Fat Man and Little Boy are loaded into a military convoy, and Oppenheimer asks Groves (who has proven himself to be a staunch, if grouchy, ally) if he’ll be needed in Washington. “Why?” Groves responds, and what stings is that it’s a genuine question: as far as the military is concerned, the scientist’s work is done. While Oppenheimer does end up in a Cabinet meeting ahead of the attacks, his input is limited, and the discussion of possible targets reveals how capricious the whole enterprise really is: Secretary of War Henry Stimson (James Remar) spares the city of Kyoto because he went on a honeymoon there with his wife. (This is admittedly not entirely true — Stimson feared the galvanizing effect an attack on such a culturally important city might have on the Japanese, but it’s a disquieting example of America’s thoughtless power all the same.)
Oppenheimer’s Guilt Was Partially Self-Serving
The bombings occur, and because Oppenheimer doesn’t see them, we don’t see them. We see his inner turmoil, certainly, but he has no inside information at this point: as Nolan points out, he’s in the same boat as the average civilian at home. When Oppenheimer approaches President Truman (Gary Oldman) with concerns that he has “blood on his hands,” Truman responds with scorn. “Do you think the people of Hiroshima and Nagasaki give a shit who made the bomb?” he sneers, before dismissing the scientist as a “crybaby.” It’s shockingly callous, but further illustrates Oppenheimer’s diminishing power while also pointing towards another potent theme: guilt, consequences, and how much (or how little) they really matter.
Oppenheimer has plenty to feel guilty about, even before he successfully tests the atomic bomb: his love affair with Jean Tatlock (Florence Pugh) leads to her death, whether by suicide or homicide, and his work on the Manhattan Project makes him an absent husband for his wife Kitty (Emily Blunt). By the time the bomb is made and the U.S. military makes use of it, he’s a haunted husk of a man, gaunt and distant with a thousand-yard stare. He tries to tell anyone who will listen about the dangers of the hydrogen bomb and nuclear proliferation, and it’s clear that he sincerely believes what he’s saying. But there’s a self-serving element to his public penance, as well, which both Kitty and Oppenheimer’s nemesis Lewis Strauss (Robert Downey Jr.) point out. “You don’t get to commit the sin and have the rest of us feel sorry for you for there being consequences,” Kitty tells Oppenheimer; she’s speaking in the context of her husband’s affair with Tatlock, but it rings true for the creation of the bomb, as well.
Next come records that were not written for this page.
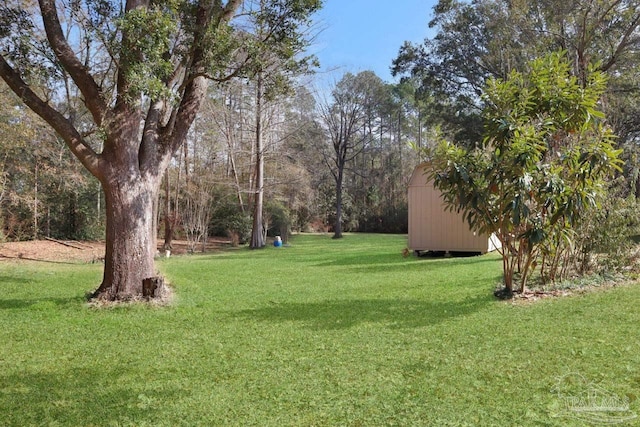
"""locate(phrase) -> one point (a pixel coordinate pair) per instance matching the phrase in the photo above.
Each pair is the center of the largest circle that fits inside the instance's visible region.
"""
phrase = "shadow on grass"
(78, 397)
(390, 262)
(392, 313)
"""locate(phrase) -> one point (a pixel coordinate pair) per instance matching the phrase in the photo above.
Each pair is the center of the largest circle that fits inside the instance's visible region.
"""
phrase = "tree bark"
(257, 233)
(337, 229)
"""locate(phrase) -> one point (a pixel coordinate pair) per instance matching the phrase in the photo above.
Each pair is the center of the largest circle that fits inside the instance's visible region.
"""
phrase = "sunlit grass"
(322, 332)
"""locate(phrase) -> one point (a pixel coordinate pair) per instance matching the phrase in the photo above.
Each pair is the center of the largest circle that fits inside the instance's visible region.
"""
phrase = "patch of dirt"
(70, 251)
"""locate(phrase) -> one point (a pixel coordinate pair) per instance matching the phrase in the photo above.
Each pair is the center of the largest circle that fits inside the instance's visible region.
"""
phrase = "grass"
(321, 333)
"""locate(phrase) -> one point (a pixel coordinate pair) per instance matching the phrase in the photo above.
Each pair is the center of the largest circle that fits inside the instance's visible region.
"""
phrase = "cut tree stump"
(152, 286)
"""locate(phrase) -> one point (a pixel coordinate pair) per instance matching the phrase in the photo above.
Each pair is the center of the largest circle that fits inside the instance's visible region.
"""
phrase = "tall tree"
(478, 40)
(344, 120)
(142, 89)
(545, 154)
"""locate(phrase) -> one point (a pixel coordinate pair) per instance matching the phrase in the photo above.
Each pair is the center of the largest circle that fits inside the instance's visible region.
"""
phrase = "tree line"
(192, 118)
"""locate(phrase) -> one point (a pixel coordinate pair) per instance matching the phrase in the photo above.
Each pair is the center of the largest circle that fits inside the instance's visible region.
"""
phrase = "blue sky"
(358, 35)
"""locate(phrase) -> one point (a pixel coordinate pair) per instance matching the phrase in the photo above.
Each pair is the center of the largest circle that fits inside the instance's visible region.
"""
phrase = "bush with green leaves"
(606, 238)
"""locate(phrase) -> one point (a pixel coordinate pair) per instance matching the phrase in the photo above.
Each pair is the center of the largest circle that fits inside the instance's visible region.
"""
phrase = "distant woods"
(210, 186)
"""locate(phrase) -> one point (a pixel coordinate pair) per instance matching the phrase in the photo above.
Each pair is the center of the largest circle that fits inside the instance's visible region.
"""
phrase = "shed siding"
(431, 227)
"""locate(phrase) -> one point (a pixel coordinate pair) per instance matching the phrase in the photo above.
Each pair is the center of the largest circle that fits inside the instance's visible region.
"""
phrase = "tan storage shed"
(432, 228)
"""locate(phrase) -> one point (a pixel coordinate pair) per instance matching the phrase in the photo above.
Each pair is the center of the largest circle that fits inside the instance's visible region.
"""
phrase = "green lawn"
(321, 333)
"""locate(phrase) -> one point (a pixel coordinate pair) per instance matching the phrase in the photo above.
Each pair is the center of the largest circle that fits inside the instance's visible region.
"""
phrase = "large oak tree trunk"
(130, 238)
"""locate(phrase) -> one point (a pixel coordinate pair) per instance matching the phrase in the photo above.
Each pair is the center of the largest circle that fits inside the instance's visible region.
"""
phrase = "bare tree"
(141, 100)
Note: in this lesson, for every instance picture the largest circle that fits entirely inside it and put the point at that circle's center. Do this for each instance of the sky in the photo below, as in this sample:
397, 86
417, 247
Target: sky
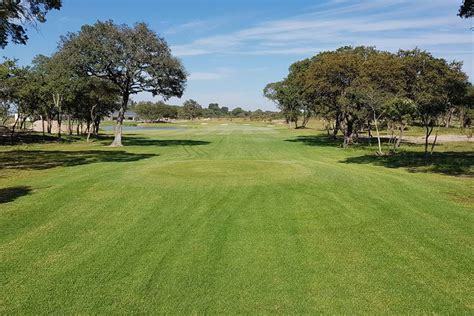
233, 48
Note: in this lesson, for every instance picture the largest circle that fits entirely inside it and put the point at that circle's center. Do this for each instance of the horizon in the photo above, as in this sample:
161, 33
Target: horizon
238, 48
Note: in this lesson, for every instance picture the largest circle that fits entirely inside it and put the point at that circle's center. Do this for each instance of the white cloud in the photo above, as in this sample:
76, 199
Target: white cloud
377, 23
218, 74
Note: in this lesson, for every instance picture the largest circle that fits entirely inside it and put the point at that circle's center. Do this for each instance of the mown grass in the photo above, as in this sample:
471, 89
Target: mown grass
234, 219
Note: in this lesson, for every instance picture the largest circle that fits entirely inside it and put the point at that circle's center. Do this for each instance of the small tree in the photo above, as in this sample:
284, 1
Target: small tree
191, 109
135, 59
400, 112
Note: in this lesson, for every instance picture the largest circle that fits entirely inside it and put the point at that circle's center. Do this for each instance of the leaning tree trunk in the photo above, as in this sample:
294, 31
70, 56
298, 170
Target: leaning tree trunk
118, 127
57, 99
14, 126
337, 126
427, 137
399, 140
434, 141
348, 134
49, 122
89, 124
378, 134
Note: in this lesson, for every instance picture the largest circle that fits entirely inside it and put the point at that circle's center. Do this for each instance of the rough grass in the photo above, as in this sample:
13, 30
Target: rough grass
234, 219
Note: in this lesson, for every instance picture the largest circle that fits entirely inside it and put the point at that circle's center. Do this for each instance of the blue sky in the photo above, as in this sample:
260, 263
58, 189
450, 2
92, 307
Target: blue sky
233, 48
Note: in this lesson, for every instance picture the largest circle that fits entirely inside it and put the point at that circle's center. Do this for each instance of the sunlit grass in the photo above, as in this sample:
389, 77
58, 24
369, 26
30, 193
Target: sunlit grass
234, 219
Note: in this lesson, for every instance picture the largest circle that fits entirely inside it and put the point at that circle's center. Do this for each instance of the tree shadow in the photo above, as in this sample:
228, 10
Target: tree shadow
11, 194
448, 163
141, 141
327, 141
45, 159
316, 140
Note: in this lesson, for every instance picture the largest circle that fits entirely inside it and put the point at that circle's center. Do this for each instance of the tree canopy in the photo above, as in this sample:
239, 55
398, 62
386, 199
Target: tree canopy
134, 59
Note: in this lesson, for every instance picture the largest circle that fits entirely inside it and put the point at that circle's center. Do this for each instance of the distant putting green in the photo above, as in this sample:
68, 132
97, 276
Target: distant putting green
235, 218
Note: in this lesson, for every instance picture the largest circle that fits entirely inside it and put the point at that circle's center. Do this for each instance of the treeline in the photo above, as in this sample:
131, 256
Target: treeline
94, 72
159, 111
363, 89
49, 90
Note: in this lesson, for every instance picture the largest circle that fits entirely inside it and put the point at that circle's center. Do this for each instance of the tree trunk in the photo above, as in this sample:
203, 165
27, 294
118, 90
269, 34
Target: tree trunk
42, 124
69, 124
434, 141
348, 134
57, 99
399, 140
378, 134
118, 128
14, 126
337, 126
427, 136
49, 122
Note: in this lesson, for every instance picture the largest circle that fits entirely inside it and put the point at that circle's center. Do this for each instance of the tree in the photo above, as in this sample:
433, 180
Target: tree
400, 112
467, 9
14, 14
433, 85
153, 112
238, 112
191, 109
8, 69
282, 95
135, 59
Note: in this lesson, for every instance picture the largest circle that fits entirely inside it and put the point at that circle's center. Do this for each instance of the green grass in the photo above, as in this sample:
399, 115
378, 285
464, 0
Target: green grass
234, 219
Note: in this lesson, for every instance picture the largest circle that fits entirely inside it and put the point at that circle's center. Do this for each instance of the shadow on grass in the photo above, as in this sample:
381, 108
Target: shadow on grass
42, 159
141, 141
448, 163
33, 138
11, 194
316, 140
323, 140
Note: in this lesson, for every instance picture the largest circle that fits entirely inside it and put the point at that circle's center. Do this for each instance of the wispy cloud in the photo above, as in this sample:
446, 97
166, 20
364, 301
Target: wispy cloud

There is only one point in the movie where Oppenheimer is directly faced with the horrors of the nuclear bomb. Unseen to the audience, a presenter goes through slides of photographs taken in the aftermath of Hiroshima, showing an auditorium of people (including Oppenheimer) the effects of firestorms and radiation poisoning. And despite his lamentations, despite his hand-wringing, despite his genuine fear for the future of humanity, Oppenheimer can’t bring himself to look. This one moment is more impactful — and more damning — than any dutiful depiction of an atrocity would be.